The BBC is this morning reporting that Barclays is shutting down its “tax avoidance unit”. Or “structured capital markets” team, as it’s euphemistically known.
Now I know our friends at Barclays didn’t take a direct equity investment from the Treasury (not that they weren’t urged to, and not that they didn’t benefit from all the other government programmes introduced at the time as well as from the perception that having propped up RBS and Lloyds/HBoS, the government was never going to let Barclays go to the wall). But still. Did no one tell them that banks had become quite unpopular? And that tax avoidance had become even less popular than it used to be?
The so-called “state-owned” banks were encouraged to shut these units down years ago, although, to be fair, Barclays had pioneered this business in the UK and was already by far the biggest player. Has it really taken Liborgate and everything else that’s happened in the last few years for Bob’s successors to wake up to the fact that this business is a relic? That banks don’t operate in a vacuum any more? That at least the appearance of social responsibility is an implied part of the contract these days?
Barclays will no doubt argue that it was generally “foreign” governments who lost out due to the unit’s activities; and that the enormous profits it generated ended up contributing to Barclays own tax bill.
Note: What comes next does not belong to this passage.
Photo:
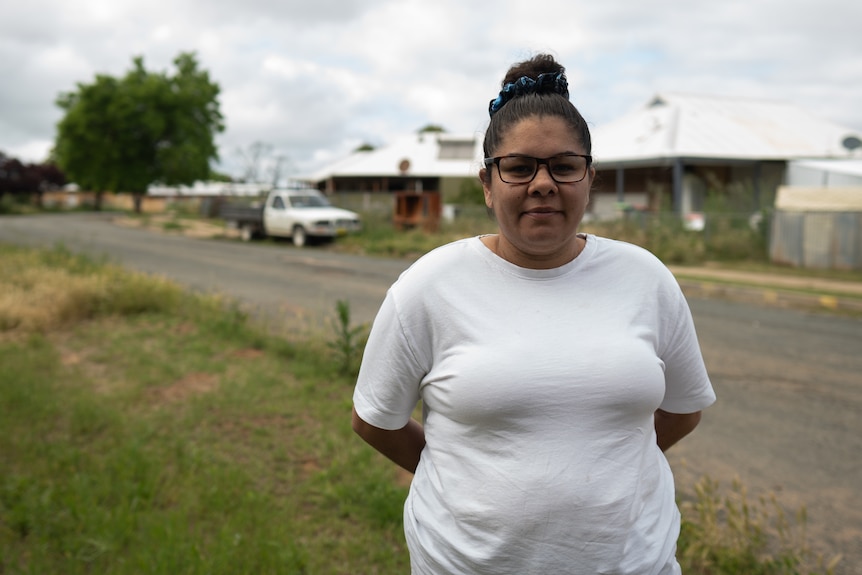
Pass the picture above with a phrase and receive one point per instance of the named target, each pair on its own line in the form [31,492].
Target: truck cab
[304,215]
And a small minority will nod and conclude that logically, perhaps there wasn’t that much wrong with a unit like this (ignoring the fact that it’s difficult to argue that Starbucks and co should be brought to book for hiding their revenues away from HMRC when Barclays and co are helping American companies hide theirs from the IRS).
But for everyone else, it’ll stink that this business was still around to get shut down in 2013.